Lucy had a mean right hook, but Neco had been trained by Panas and thought she was a man. Lucy could kick my arse, but she wouldn’t have landed a blow on Neco or Beck unless they let her. They were better trained than the Nestran military, but the Barons looked down on the Jagged Key Isles people, so they thought their culture was inferior. The Jagged Key Isles folks thought the Barons were rich ponces, so they probably wouldn’t have trained their people on anything.

Ronan noticed, too, and the arsehole poked me because he was also drunk. Ronan wanted gossip, and that was my job. Lucy would tell us what happened while she was gone, but only Neco could tell us why he was looking at Lucy now.

Beck told me what happened last time he tried to get Neco to talk about Lucy and yeah, that wouldn’t work with me. Neco might be stabbing people, but he wasn’t really violent, and he’d never been a bully. He never started anything with anyone, but he’d step in to finish it if needed.

Neco wouldn’t spar with me like he did with Beck because it wasn’t a fair fight. I could handle most drunken fights andtossing people, but I couldn’t handle anyone with Jagged Key Isle training.

So, yeah, I was the silver tongue of the group, but Beck spoke Neco’s language, so I was nominating him for that. I was pretty sure my girlfriend was also going to kick my arse for closing the tavern.

No point in also getting it kicked by Neco.

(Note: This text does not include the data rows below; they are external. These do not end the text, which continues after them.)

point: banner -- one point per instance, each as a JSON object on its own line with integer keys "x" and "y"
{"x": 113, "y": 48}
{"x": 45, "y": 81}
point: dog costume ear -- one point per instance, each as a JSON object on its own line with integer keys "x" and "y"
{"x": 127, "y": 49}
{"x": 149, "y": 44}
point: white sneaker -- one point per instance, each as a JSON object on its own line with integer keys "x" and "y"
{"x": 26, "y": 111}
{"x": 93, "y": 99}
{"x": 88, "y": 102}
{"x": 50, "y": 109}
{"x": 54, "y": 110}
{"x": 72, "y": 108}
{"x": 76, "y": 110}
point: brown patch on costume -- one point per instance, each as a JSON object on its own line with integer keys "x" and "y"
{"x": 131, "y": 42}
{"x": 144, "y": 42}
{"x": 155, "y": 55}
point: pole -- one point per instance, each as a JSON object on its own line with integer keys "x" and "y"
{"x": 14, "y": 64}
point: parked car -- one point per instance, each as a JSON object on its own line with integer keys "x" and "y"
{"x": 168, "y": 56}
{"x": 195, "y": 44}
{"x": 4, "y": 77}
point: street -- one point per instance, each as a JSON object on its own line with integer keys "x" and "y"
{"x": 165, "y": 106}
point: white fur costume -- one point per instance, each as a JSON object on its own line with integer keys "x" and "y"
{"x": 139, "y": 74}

Ihonestly just wanted to go home, give Mom this half remedy, and deal with her utter disappointment at what I did. I had three very drunk boyfriends to deal with. And I couldn’t even get that angry with them when I saw how terrified they were. If I hadn’t been so scared about losing Mom, I might have been more concerned about my own safety.

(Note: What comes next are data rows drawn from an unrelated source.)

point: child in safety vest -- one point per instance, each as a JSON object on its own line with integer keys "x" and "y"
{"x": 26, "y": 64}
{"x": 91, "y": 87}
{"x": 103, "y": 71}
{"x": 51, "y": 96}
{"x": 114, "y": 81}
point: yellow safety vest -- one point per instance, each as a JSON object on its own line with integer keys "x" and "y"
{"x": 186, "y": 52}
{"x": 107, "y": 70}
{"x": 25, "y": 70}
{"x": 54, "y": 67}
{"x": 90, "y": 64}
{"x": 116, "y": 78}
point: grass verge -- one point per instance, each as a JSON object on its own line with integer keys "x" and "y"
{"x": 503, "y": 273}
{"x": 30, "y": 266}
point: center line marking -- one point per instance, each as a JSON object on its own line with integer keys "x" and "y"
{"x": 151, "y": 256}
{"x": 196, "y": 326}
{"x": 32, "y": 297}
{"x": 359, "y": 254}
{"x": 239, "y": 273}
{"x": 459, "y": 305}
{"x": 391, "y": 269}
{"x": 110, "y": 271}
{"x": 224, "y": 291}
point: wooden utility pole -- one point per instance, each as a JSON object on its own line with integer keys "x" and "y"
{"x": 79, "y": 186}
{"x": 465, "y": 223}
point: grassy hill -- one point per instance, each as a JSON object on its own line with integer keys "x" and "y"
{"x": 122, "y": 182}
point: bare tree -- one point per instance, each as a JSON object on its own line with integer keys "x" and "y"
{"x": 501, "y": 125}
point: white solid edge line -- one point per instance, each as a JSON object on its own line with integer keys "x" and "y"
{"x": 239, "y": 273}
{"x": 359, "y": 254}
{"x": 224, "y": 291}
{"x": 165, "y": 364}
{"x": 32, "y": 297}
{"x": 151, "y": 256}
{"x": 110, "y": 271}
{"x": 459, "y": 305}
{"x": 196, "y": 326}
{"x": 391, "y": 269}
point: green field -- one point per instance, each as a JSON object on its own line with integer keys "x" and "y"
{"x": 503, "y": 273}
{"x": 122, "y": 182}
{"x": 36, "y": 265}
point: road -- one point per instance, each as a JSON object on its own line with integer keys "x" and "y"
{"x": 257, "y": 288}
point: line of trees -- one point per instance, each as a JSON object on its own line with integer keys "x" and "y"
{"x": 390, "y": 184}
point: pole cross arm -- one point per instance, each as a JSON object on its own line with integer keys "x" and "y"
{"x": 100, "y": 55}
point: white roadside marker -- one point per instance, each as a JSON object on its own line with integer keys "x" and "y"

Because it finally hit me—the reason they were so terrified. It wasn’t against the law to pretend to be a different gender, even outside of Guttertown. It was looked down on outside Guttertown. They’d try to beat it out of you, but there was no law against it.

But no one had ever tried to get out of the Baron’s blackmail by doing that and the Barons overstepped the king all the time.They could make it a law by taking my head for the deception. They liked to pretend they were the smartest men in the realm and they didn’t take kindly to people making them look like fools.

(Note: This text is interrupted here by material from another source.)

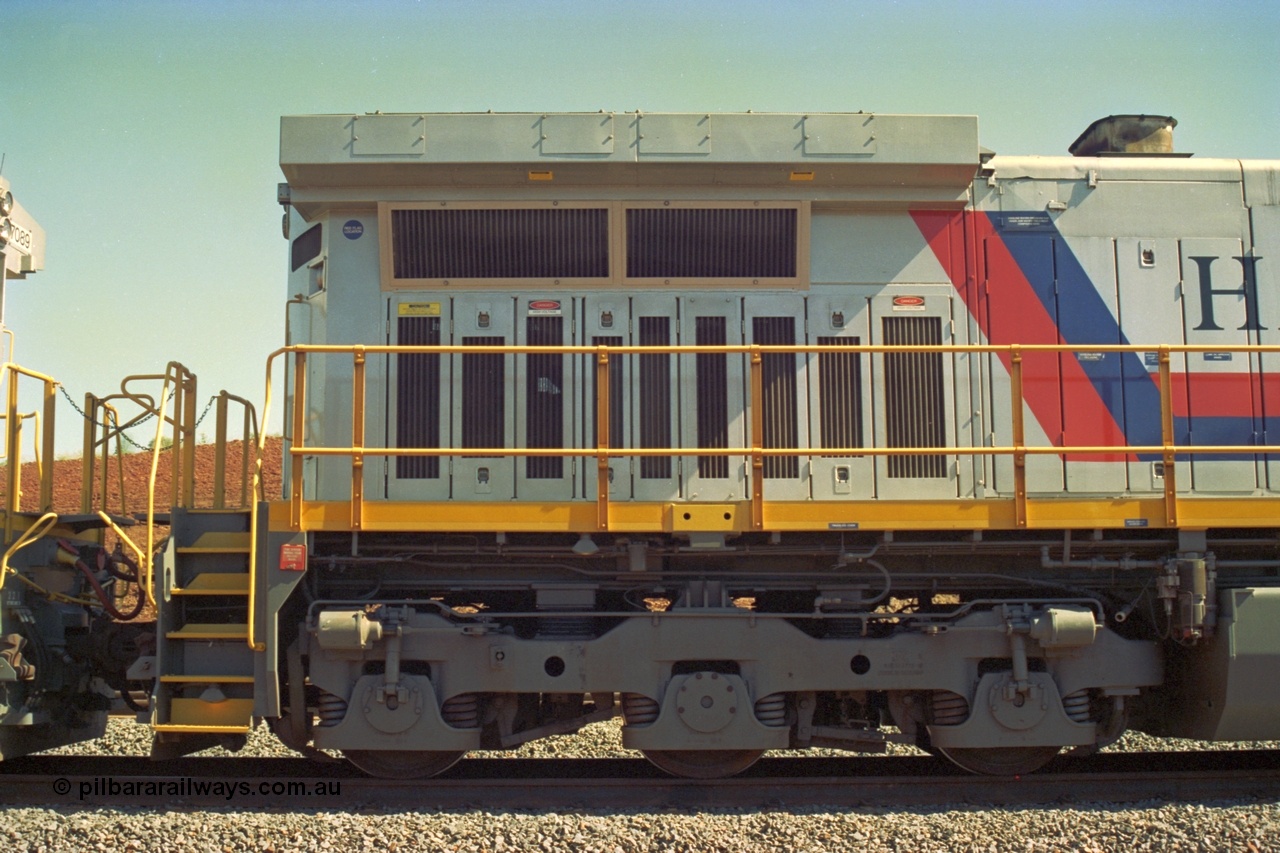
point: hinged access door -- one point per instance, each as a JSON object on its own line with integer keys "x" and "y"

Even though technically forcing me out of a business I owned and was good at, to work at the brothel while giving them most of my earnings made them look much worse.

Fuck.

Neco was being weird, and he had been watching everything. And I knew that look on his stupid face. There was no reason for them to shut down the tavern and get that drunk over me joining the army.

We weren’t at war. The shifters didn’t seem to want another one. At most, I’d be cracking heads when the Barons wanted to bully someone or collect their stupid taxes. I got why they were scared, but if Neco hadn’t been lurking, he never would have seen it.

“Come on. You’re sleeping at my place tonight, so I can sober you up. You owe me, so you get to be my buffer when Mom tries to murder me for going to my father.”

Neco was staring, and he cocked an eyebrow at me. Fuck me. He was going to start digging and I couldn’t avoid him like I usually did. I needed his help to catch the Ghoul. He’d helped by dragging me with him to Trevils so I could find out about the crime scenes, but if I really wanted to understand it, I needed to talk to another killer.

And I hated Neco Argent, but I also missed him. He hated me, too, and there wasn’t much I could do about that.

Ihad so many questions for my old friends. And now that I knew Lance wasn’t my half-brother, I wanted back in. I didn’t feel left out before because it was my choice to walk away. I had a mission, and I didn’t want to put them in danger.